Parent-child relationships have always proved a bountiful source of material for literature. From Sophocles’ classic tragedy “Oedipus the King” (circa 429 B.C.) to the hilarious musings of Paul Reiser in “Familyhood” (Hyperion, 2010), there is no emotional territory left unexplored when it comes to the portrayal of mothers and fathers in both memoir and fiction.
For memoirs that will give you an emotional workout, check out some of the following titles. “Love in the Driest Season” (Three Rivers Press, 2005) is the story of Neely Tucker, a white American journalist and his black wife, Vita, who relocated to Zimbabwe, where they volunteered at an orphanage and fell in love with a little girl who they believed might have AIDS. If you want to ride a wave of good feeling, try Terry Ryan’s account of her mother, aka “The Prize Winner of Defiance, Ohio” (Simon & Schuster, 2001). While her alcoholic husband invested his wages in liquid assets, Evelyn Ryan kept her family of 12 afloat by composing advertising jingles for contests as she did the ironing. She converted her facility for language into money, cars, appliances and grocery shopping sprees while bequeathing her children the legacy of a can-do spirit. Less cheerful but touching is David Sheff’s book “Beautiful Boy” (Houghton Mifflin, 2008), wherein Sheff finds himself in a rivalry with methamphetamines for his son’s devotion. If you’re looking for quirkiness, nothing beats “The Glass Castle” (Scribner, 2006). Jeannette Walls’ parents were eccentric and then some. Add a heavy-drinking inventor father to an artistic, free-spirited mother, and the sum is a childhood of poverty and adventure, where bill collectors are more common than working utilities.
For readers who prefer fiction, parents are well-represented there, too. In today’s world, “Silas Marner” (1861) by George Eliot would never be approved to adopt a child. But the reclusive miser turns out to be a pretty good father to the little girl who wanders into his life. Father and daughter both learn love really is more important than money. Unlike Marner’s daughter, Park So-nyo’s family members do not appreciate what they have until it’s gone. Kyung-Sook Shin’s book “Please Look After Mom” (Knopf, 2011) is the tale of an elderly woman who vanishes one day from a Seoul train platform. From the first pages, it’s apparent Mom has been gradually disappearing for years, as her children have grown busy with their own lives and her husband has paid her little attention.
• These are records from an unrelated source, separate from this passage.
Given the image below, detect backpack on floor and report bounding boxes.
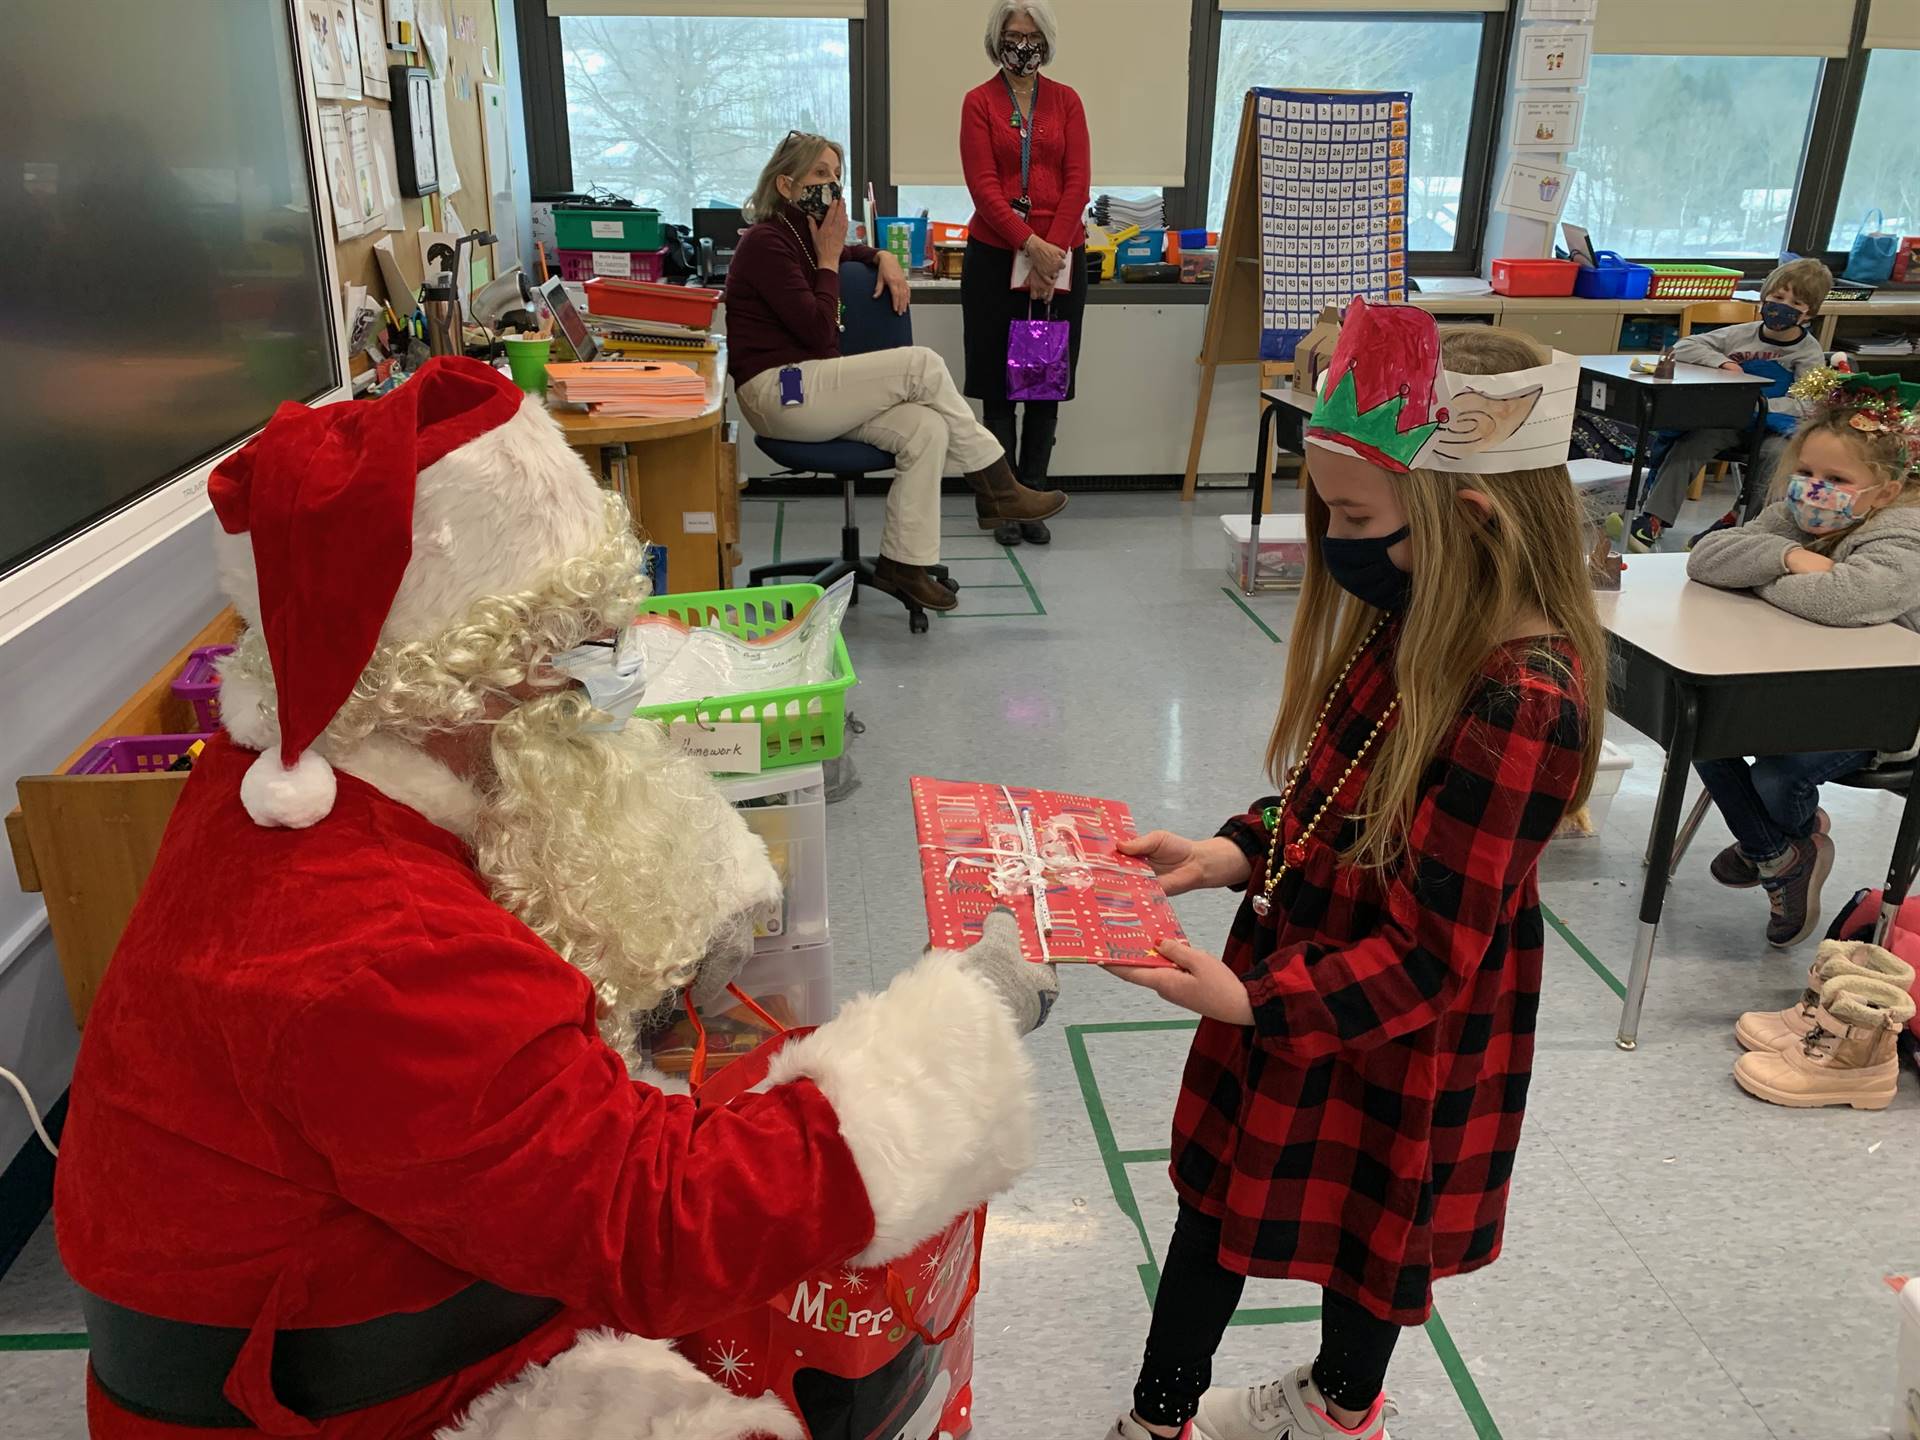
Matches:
[1826,887,1920,1045]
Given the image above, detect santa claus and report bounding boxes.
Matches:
[52,358,1055,1440]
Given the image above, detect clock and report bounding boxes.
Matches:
[389,66,438,197]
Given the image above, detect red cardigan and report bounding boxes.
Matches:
[723,201,880,387]
[960,74,1091,254]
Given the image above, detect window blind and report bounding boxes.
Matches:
[1594,0,1852,58]
[1867,0,1920,48]
[546,2,865,18]
[888,0,1191,187]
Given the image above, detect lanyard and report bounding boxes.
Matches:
[1002,72,1036,205]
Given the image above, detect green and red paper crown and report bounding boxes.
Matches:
[1305,297,1447,472]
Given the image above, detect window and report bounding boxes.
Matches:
[558,15,853,223]
[1561,55,1821,259]
[1209,13,1486,249]
[1828,48,1920,249]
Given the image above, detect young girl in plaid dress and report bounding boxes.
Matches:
[1105,307,1605,1440]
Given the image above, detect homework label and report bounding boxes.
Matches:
[591,219,625,239]
[669,722,762,774]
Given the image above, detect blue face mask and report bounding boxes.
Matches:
[1784,475,1883,534]
[1762,300,1805,334]
[1320,525,1412,611]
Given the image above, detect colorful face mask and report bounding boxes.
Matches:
[1001,37,1046,75]
[1761,300,1806,333]
[1784,475,1884,534]
[792,179,842,222]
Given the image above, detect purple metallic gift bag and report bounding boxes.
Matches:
[1006,303,1070,402]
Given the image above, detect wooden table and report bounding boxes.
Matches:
[550,345,739,594]
[1597,554,1920,1049]
[1577,355,1772,514]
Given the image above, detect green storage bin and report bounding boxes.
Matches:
[631,584,858,771]
[553,206,664,253]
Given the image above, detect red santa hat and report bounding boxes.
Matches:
[210,357,608,829]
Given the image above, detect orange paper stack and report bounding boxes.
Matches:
[546,361,710,418]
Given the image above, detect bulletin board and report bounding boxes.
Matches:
[328,0,509,357]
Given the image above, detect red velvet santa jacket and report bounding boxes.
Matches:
[55,736,1030,1439]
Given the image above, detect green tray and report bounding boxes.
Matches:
[1645,263,1742,300]
[632,584,857,771]
[553,206,664,252]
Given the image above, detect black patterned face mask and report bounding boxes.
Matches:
[792,180,842,222]
[1001,37,1046,76]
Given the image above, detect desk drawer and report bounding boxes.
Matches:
[1501,308,1620,356]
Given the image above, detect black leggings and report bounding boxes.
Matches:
[1133,1204,1403,1428]
[980,398,1060,486]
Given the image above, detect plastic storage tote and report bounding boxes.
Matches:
[171,645,234,731]
[631,585,858,772]
[1491,258,1579,297]
[552,206,663,253]
[1555,739,1633,839]
[1115,230,1165,267]
[719,766,829,949]
[647,940,835,1077]
[1221,513,1309,588]
[582,278,723,330]
[1645,264,1742,301]
[1572,251,1654,301]
[555,247,666,283]
[66,734,213,776]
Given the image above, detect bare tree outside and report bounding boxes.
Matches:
[1561,55,1820,258]
[1828,48,1920,248]
[1210,15,1483,245]
[560,16,852,223]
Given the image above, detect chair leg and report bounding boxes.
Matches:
[1687,467,1706,501]
[1646,787,1714,873]
[839,476,862,567]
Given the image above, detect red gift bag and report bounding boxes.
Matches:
[675,992,984,1440]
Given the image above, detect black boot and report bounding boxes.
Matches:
[982,399,1023,546]
[1016,402,1060,545]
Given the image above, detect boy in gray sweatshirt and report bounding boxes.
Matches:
[1628,257,1833,552]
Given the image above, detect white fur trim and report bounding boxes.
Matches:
[438,1329,801,1440]
[239,749,337,830]
[329,735,484,840]
[764,954,1035,1266]
[634,1063,691,1096]
[390,397,608,642]
[216,666,276,752]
In “Beloved” (Knopf, 1987), Toni Morrison’s post-Civil War novel, a lost soul reappears. Sethe, a former slave, is consumed with mourning for the young daughter who died years earlier. One day, the daughter’s spirit arrives on Sethe’s doorstep in the form of a young woman. Through her we see the ghosts of slavery are not easily banished. In “Room” (Little, Brown and Co., 2010), Emma Donoghue introduces us to another mother struggling to survive in extraordinary circumstances. Five-year-old Jack has spent his entire life in one room, just he and Ma, who makes sure Jack exercises, learns to read and eats the vegetables Old Nick brings on his otherwise unwelcome visits.
Various authors show us there is no such thing as normal or tidy when it comes to family relationships. The setting for “A Thousand Acres” (Anchor Books, 2003) by Jane Smiley is a Midwest family farm in the 1970s. But the seemingly average Cook family is living out a 20th-century version of Shakespeare’s “King Lear,” complete with the division of the estate, the exile of one daughter, the love triangles and the onset of patriarchal madness. In Jonathan Franzen’s “The Corrections” (Farrar Straus and Giroux, 2001), Enid Lambert comes to a realization: “What you discovered about yourself in raising children wasn’t always agreeable or attractive.” Still, Enid dreams of one last family Christmas with their three grown children before the health of her husband, Alfred, declines too much. Their kids’ lives are falling apart in different ways, and Enid’s campaign to bring them together reveals the weaknesses and the strengths of their family ties. There are power struggles galore but also acts of incredible love and self-sacrifice, which gives them a lot in common with many real-life families.